Chaque sujet social est engagé dans le devenir de sa culture, même si
cette responsabilité est collective. Un déni de cette responsabilité
apparaît depuis que les technosciences renversent les savoirs et les
pouvoirs, idéalisant la nouvelle génération comme modèle de maîtrise de
l’outil informatique. Pourtant, « une technique reste une technique et
seul son usage en fait un outil »[2].
Mais cet outil, permettant l’interconnexion à tout moment, exerce un
pouvoir de fascination et la volonté de limiter son règne n’est pas
d’actualité, confirmant la fragilité de nos repères symboliques. Car il
manque des représentations symboliques essentielles pour virtualiser
l’avenir et le rendre moins étranger.
Mais que font les enfants avec leur ordinateur ? Selon Allard[3],
les petits jouent à des jeux de découverte, les 7 à 11 ans fréquentent
essentiellement les sites des jeux d’accès gratuit. Parfois, ils font
des recherches ou écrivent et sont de plus en plus nombreux à aller sur
les réseaux sociaux (via leurs parents puisque pour avoir un compte
Facebook, par exemple, il faut avoir 13 ans au minimum). 94% des enfants
européens de 10 à 12 ans sont connectés à internet et l’âge moyen de
navigation est de 9 ans.
Les écrans évoluant constamment, Tisseron[4]
estime que les enfants doivent être éduqués aux médias. Il propose aux
parents, aux éducateurs-trices et aux pédagogues la règle des
3-6-9-12. Il ne s’agit pas d’interdire cet outil avant tel ou tel âge de
l’enfant mais de le permettre à partir de tel ou tel âge, dans une
optique non seulement de protection de l’enfant mais de réinvention du
monde. Les âges repères sont calqués sur le système scolaire français
mais correspondent aussi à des passages de cycles scolaires suisses.
Brièvement, voici ce qu’en dit Tisseron[5] :
-
Avant 3 ans, éviter les écrans le plus possible, ou en jouer avec
l’enfant quelques instants mais surtout ne pas le laisser seul devant
l’écran. De nombreux travaux montrent que l’enfant n’a rien à gagner des
écrans.
-
Entre 3 et 6 ans, l’enfant continue à construire son rapport à son
environnement. Aussitôt que les jeux numériques sont introduits dans la
vie de l’enfant, ils accaparent toute son attention, aux dépens de ses
autres activités. Les jeux vidéo proposés sont très répétitifs et peu
intéressants. Il s’agit dès lors de cadrer le temps d’écran et de
parler avec l’enfant des images qu’il a vues.
-
Entre 6 et 9 ans, l’enfant n’a pas grand-chose à faire sur internet.

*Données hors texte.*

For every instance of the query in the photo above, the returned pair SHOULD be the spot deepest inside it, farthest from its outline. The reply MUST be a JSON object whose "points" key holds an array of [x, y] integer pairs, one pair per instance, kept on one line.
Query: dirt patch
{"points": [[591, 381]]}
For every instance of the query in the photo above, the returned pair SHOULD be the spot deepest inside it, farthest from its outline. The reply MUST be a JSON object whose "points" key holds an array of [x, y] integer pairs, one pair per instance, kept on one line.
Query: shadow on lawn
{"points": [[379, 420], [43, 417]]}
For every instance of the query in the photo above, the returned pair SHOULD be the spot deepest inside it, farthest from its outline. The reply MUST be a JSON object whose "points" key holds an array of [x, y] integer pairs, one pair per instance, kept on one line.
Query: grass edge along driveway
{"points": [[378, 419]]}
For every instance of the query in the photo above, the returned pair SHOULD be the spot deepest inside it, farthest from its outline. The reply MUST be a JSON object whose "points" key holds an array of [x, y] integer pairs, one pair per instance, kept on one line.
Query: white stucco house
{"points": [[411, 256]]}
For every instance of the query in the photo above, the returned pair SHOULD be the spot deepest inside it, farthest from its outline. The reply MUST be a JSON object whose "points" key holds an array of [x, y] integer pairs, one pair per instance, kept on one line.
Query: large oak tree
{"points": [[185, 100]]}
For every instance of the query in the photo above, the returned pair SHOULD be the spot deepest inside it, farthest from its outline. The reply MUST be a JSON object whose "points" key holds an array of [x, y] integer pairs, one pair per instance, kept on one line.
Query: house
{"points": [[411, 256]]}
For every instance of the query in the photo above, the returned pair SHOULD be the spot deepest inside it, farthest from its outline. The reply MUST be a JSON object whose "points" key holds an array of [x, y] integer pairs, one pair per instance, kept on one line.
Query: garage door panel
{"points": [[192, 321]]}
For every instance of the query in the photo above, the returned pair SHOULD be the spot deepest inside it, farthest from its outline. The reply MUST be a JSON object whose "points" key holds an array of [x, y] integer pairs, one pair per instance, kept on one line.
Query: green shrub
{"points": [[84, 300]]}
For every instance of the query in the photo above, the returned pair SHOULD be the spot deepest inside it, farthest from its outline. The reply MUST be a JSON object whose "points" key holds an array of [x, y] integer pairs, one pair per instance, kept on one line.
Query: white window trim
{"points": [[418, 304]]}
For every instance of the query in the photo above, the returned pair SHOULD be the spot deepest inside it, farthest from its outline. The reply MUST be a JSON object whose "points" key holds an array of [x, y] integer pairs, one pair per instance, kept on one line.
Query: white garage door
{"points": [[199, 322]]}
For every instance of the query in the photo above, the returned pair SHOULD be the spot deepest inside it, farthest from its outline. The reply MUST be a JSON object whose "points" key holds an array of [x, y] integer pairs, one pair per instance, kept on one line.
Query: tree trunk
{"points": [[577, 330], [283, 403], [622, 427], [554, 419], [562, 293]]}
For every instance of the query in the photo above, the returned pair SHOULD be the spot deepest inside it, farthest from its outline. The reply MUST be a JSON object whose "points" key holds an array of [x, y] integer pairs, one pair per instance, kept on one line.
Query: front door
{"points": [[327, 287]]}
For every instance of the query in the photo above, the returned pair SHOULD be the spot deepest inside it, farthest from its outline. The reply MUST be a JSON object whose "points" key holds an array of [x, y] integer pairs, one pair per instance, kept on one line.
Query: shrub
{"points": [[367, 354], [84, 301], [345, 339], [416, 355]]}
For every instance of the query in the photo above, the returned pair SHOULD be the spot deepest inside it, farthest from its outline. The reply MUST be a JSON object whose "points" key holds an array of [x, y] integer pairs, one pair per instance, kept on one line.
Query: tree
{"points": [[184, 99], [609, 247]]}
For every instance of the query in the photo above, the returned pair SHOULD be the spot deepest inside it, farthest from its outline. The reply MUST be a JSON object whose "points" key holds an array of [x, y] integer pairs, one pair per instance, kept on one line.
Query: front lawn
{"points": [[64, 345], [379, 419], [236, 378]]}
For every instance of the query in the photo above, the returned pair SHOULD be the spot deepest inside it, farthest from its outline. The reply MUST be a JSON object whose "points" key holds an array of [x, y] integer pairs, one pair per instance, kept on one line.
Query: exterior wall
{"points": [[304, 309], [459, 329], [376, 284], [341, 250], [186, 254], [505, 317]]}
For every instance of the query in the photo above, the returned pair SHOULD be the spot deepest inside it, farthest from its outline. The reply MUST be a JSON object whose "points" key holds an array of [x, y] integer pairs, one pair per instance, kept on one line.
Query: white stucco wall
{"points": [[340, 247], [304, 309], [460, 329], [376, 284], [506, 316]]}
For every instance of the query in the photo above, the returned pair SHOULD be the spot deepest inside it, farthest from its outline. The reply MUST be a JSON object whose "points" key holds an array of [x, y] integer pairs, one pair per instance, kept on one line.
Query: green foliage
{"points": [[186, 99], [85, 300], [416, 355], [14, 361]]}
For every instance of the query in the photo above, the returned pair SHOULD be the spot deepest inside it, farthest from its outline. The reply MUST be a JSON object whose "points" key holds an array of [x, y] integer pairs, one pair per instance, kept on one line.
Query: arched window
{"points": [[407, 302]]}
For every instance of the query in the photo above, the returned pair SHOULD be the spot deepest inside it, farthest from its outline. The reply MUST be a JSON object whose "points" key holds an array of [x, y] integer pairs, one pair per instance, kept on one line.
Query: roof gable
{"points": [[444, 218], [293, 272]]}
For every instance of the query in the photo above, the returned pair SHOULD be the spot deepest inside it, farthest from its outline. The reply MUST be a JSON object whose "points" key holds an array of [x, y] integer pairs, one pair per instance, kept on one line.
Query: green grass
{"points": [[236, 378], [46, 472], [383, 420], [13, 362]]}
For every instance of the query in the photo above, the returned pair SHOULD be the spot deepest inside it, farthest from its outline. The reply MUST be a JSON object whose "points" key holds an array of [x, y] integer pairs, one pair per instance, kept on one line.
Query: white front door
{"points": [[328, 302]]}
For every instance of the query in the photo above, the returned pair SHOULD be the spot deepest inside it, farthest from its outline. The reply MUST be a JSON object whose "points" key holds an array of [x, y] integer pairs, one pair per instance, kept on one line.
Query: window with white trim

Par contre il existe des jeux vidéo intéressants, peu répétitifs.
-
Dès 9 ans, l’accès à internet est possible sous le contrôle et
l’accompagnement de l’adulte. Il est important que l’enfant ne découvre
pas internet comme un espace de consultation solitaire mais comme un
espace d’interactivité et de création de liens.
-
Dès 12 ans, selon le développement de chaque enfant, accès seul à
internet et aux réseaux sociaux avec prudence. Le parent ou l’adulte
définit avec l’enfant des règles d’usage, des horaires et des contrôles.
Mais
s’il convient d’éduquer les enfants à la vie et à l’utilisation du
numérique, il convient aussi de nous questionner en tant qu’éducateurs
et/ou parents sur notre propre rapport à ce média. La communauté
scientifique internationale insiste sur le fait que les usages intensifs
des technologies numériques ne relèvent pas d’une forme moderne
d’intoxication. Tisseron avance néanmoins que si ces technologies ne
produisent pas d’addictions, elles peuvent produire de mauvaises
habitudes, individuelles et sociales, et que la solution à des pratiques
excessives n’est pas individuelle mais collective. A propos des
technologies numériques, personne ne tient seul la solution de ses
excès. Et de faire quelques suggestions comme prendre le repas du soir
sans tv ni téléphone mobile ou couper le wifi le soir à partir d’une
certaine heure ou encore déposer son téléphone mobile hors de la chambre
à coucher…
JBW
Newsletter 81 du CREDE, 16 septembre 2014
[1] Texier, D. (2014). Introduction. In D. Texier (sous la dir. de), L’enfant connecté. (pp. 7.15). Toulouse : Erès.
[2]Ibid. p. 9.
[3]
Allard, C. (2014). Communiquer avec les mondes numériques, une nouvelle
forme d’altérité pour les enfants et les adolescents. In D. Texier
(sous la dir. de), L’enfant connecté. (pp. 77-94). Toulouse : Erès.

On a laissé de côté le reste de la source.